Since $x$ and $y$ have an arithmetic mean of $18$, we have that $\frac{x+y}{2} = 18$. From this, we can represent $y$ in terms of $x$ as $y = 36-x$.
Since $\sqrt{47}$ is the geometric mean of $x$ and $y$, we know that $\sqrt{47} = \sqrt{xy} = \sqrt{x(36-x)}$.
Squaring both sides to eliminate the square root sign gives us
$47 = x(36-x)$
This is a quadratic equation, which simplifies to $x^2-36x+47 = 0$.

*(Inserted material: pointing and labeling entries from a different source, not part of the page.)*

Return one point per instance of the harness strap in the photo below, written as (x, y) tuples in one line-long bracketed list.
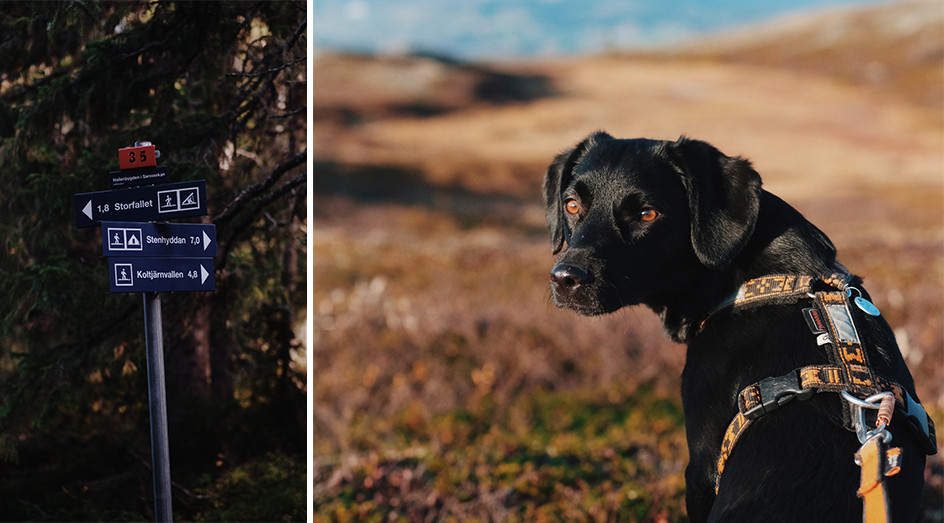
[(768, 394), (850, 370), (872, 457)]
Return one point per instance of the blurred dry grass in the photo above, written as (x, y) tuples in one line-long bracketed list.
[(433, 328)]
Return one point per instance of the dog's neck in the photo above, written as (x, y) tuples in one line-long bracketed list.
[(783, 242)]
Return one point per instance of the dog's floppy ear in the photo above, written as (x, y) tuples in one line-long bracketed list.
[(558, 177), (723, 196)]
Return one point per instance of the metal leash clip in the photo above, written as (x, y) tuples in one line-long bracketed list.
[(883, 402)]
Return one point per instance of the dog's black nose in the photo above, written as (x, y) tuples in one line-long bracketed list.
[(569, 276)]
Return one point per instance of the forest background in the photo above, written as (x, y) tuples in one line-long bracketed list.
[(220, 88), (445, 383)]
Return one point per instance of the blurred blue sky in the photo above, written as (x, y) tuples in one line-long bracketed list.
[(484, 29)]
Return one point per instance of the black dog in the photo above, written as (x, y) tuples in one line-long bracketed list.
[(680, 227)]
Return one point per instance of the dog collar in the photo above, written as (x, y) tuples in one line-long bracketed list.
[(778, 289)]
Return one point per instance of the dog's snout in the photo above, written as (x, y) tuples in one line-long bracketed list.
[(569, 276)]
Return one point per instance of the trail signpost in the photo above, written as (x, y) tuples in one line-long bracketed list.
[(150, 258), (149, 203)]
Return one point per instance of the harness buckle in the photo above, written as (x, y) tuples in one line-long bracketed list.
[(776, 392)]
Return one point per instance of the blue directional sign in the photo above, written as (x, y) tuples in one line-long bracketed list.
[(145, 204), (158, 240), (160, 274)]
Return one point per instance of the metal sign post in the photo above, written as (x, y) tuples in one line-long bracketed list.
[(149, 258), (160, 448)]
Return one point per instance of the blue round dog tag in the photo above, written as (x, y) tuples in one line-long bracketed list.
[(866, 306)]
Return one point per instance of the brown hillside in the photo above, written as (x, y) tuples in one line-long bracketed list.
[(429, 243)]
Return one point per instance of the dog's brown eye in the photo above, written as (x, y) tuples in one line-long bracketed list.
[(648, 215), (572, 206)]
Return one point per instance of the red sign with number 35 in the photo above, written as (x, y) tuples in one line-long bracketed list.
[(134, 157)]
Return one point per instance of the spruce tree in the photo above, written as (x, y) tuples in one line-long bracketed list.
[(220, 89)]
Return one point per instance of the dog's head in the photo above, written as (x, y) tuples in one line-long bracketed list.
[(642, 218)]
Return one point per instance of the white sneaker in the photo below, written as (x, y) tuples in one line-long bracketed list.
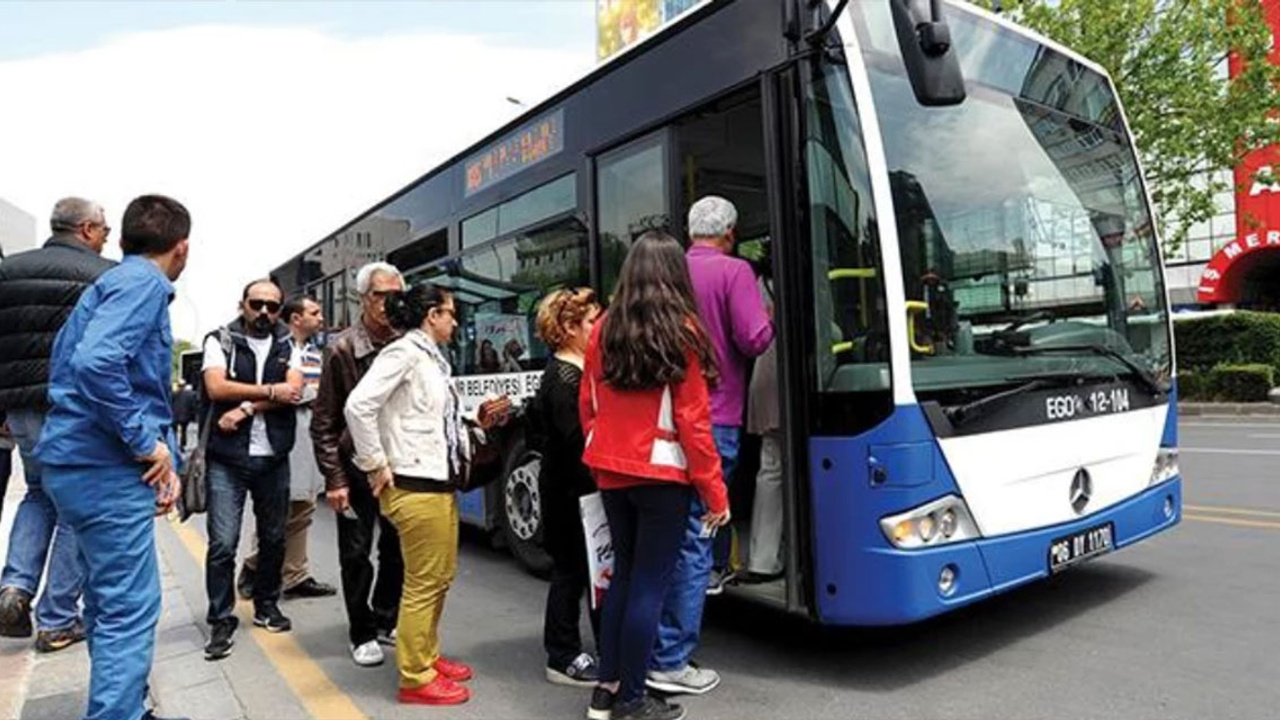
[(690, 679), (368, 655)]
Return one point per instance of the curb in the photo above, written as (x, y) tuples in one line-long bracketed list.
[(182, 683)]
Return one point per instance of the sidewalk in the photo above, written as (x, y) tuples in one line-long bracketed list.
[(55, 687)]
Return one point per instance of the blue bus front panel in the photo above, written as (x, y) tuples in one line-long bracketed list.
[(862, 579)]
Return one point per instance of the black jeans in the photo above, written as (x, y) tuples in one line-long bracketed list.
[(647, 524), (355, 547), (266, 481), (562, 532)]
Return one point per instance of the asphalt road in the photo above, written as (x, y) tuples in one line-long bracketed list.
[(1183, 625)]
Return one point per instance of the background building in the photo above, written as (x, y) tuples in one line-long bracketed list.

Factor the quadratic to get $(x-23)(x-2) = 0$
This gives us $x=23$ or $x = 2$
If $x=23$, then $y=36-23 = 13$. If $x=2$, then $y=36-2=34$. This gives us two pairs $(x,y)$ that satisfy the given conditions:

$(23,13)$
$(2,34)$

Finally, the problem asks for the sum of the squares of $x$ and $y$.
$(23^2 + 13^2) = (23+13)(23-13) = (36)(10) = \boxed{360}$
and
$(2^2 + 34^2) = (2+34)(34-2) = (36)(32) = \boxed{1152}$.
Notice that the sums of the squares of $x$ and $y$ for both pairs are actually \textbf{both} equal to the same quantity, $(x+y)^2$.